Friday, December 3, 2010

Furniture and Food!

Great feedback from Notting Hill's First Wednesday Programme.
Silvia Nayla was an incredible furniture store that allowed us to use
our bodies as furniture: decorative and useful. Then, Tiny Robot, was an interesting restaurant, and it was an absolutely fantastic challenge. Pictures to come.
Check out what people have said:

Tuesday, November 23, 2010

post-rosa


The name rosa comes from sub-rosa which is latin for under the rose. Sub-Rosa refers to secret operations, links to confidentiality between people, and is overall, something occurring without public notice; essentially, underground going-ons. Though the experience on sunday was private it was also public; part of it was in confidence, and part of it was extremely exposed. For this reason, it was not necessarily sub-rosa; it was a rosa event.

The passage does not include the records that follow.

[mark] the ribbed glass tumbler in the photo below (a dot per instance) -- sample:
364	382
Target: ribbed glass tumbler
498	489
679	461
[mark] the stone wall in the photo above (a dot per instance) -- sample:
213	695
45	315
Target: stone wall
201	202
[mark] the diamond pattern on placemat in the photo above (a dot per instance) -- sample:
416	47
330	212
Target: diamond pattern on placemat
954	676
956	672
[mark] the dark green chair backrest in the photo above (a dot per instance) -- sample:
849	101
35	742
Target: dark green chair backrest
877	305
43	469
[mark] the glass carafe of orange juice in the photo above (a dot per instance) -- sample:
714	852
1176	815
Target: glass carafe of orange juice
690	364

We welcomed our guests to the Marble Hill Pub. Hopefully there, they felt warm, invited, included, anticipatory. Perhaps after feeling warm and comfortable they felt slightly restless, wanting to know what to expect and when to expect whatever it was that might happen. After they followed the performers outside to the park space, unexpectedly they formed sidelines like at a football game. They divided themselves, keeping us in the middle. From the photography, it seems people were making choices about where they wanted to stand, move to, and for the most part, they remained alone in their experience of ROSA. On one hand, how the spectators received the 'performance' was utterly individualised and non-demanding. The spectators had the control over where they placed their bodies, how close they chose to get to the performers, and whether they remained in the bleak cold observing aggression, play, animalistic behaviour, or comraderie. Though it may seem demanding for an audience to watch something outside in the cold, it was their choice to stay. It could also be seen as non-demanding in that there were no specific seating or standing placements, people had the choice to control their body's positioning. Interestingly, many children and dogs were very engaged in what was going on; the public paused to see what was happening. Most audience members braved the cold. Going back into the pub, like post-football or rugby game attendees, was a breath of comfort, a resort to warmth....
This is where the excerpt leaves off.